Notre promenade se termine par Penvins. Là se trouvent plusieurs chapelles, dont celle de Notre Dame de la Côte (ci-dessous) qui se dresse sur une langue de terre au bout de la pointe et de la plage de Penvins. Eclatante de blancheur, elle veille aussi sur les marins partis en mer. Elle se situerait sur l'emplacement d'un site gallo-romain où se trouvait autrefois un petit sanctuaire lui même précédé par un lieu de culte durant l'âge de Fer. Sa disposition en forme de croix grecque renforce sa résistance aux vents violents venus de la mer. L'édifice actuel fut reconstruit sur les ruines de deux chapelles successives grâce à la générosité de la famille de Francheville (Gabriel, Amédée et Jules occuperont des rôles politiques et culturels importants à Sarzeau au cours du XIX è siècle). Durant la seconde guerre mondiale, la bâtiment faillit disparaître, tout comme les constructions susceptibles de servir à l'époque de points de repère. La chapelle Notre Dame de la Côte, qui devait être détruite, comme le poste de douane non loin de là, et d'autres villas du XIX è siècle, sera sauvée grâce à l'obstination de l'abbé Buquen, alors Vicaire de Penvins. A l'extrémité ouest de la langue de terre sont encore visibles les vestiges d'un poste de douane qui surveillait jadis le trafic maritime et contrôlait l'activité salicole de Penvins. La côte, de Landrezac à Banastère, était en effet jalonnée de marais salants, d'où la surveillance des gabelous.

Autrefois propriété des Ducs de Bretagne, le plateau de Penvins est protégé en partie par une remarquable digue, visible au sud, étayée de pierres dressées qui furent prélevées sur une grève rocheuse voisine.L'anse de la Grée forme le fond du grand étang de Penvins qui fut peu à peu envahi par la mer. Du temps des Ducs de Bretagne, on pouvait rejoindre le château de Suscinio directement par les plans d'eau successifs.

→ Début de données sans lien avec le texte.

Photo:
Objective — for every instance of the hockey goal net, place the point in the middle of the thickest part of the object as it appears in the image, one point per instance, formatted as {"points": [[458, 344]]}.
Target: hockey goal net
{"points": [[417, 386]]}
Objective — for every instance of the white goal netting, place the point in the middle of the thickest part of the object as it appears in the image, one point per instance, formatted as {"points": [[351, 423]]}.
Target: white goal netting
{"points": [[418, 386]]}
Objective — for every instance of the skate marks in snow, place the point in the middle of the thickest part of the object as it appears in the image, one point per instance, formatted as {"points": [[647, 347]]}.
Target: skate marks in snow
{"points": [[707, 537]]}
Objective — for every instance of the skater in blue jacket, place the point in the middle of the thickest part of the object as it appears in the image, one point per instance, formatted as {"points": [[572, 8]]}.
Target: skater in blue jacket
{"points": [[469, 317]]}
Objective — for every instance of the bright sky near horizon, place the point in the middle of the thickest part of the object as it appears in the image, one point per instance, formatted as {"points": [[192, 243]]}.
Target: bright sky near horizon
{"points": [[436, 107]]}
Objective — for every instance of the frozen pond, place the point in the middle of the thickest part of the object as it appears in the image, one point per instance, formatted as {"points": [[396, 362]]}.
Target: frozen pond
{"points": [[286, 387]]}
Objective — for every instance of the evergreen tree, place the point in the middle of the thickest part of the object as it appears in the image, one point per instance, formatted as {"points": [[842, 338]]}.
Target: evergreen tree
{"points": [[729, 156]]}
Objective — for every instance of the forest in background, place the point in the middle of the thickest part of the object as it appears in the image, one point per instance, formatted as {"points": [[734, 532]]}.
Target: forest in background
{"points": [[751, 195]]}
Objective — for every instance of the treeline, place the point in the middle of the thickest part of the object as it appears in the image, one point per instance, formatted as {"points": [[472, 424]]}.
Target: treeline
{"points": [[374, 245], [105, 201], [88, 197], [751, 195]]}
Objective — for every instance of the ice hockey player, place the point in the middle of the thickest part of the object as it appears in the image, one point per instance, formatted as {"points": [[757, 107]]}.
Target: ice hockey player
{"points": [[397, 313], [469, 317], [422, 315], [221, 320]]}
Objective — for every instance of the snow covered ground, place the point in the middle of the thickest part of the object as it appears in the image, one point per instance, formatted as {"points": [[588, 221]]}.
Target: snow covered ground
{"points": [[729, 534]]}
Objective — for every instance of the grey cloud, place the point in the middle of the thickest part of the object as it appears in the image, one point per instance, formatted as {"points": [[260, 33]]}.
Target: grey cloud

La Chapelle Notre Dame de la Côte fut témoin de plusieurs miracles : le premier eut lieu au 1er siècle à l'époque des invasions vikings. Une lagune (située à l'emplacement de la baie de la Grée actuelle) abritait alors les vaisseaux de pirates. Une grosse tempête, provoquée par les prières de Saint-Gildas, en barra l'entrée par un banc de sable, transformant ainsi la lagune en étang et bloquant les navires. Le second miracle intervint au XVII è siècle, avec deux apparitions, celles d'un homme et d'une femme brandissant une quenouille, à l'attitude si déterminée, qu'elle effraya les Anglais qui s'apprêtaient à débarquer. Le vitrail derrière l'autel de la chapelle identifie cette femme à la Vierge, en oubliant par contre l'homme (serait-il Saint-Gildas?).

 

 

INFOS PRATIQUES :



  • Château de Suscinio, à Sarzeau. Tel : 02 97 41 91 91. Ouvert de 10h00 à 19h00 (d'avril à septembre), de 14h00 à 18h00 (en octobre, février et mars) et de 14h00 à 17h00 (en novembre, décembre et janvier). Sur place et auchoix, visite libre, visite accompagnée d'un guide, visite avec audioguide, visite nocturne, visite avec un comédien, ou visite insolite. Tarif : 7,50€. Site internet : http://www.suscinio.info

  • Office de tourisme de la Presqu'île de Rhuys- Golfe de Morbihan, BP 70, Sarzeau. Tel : 02 97 53 69 69. Site internet : http://www.rhuys.com

  • Restaurant « L'air Marin », 6, Quai de l'Aiguillon au Croisic. Tel : 02 40 23 01 56. Accueil sympathique et menus à 15 et 18€, excellent rapport qualité/prix. Aliments frais. A CONSEILLER.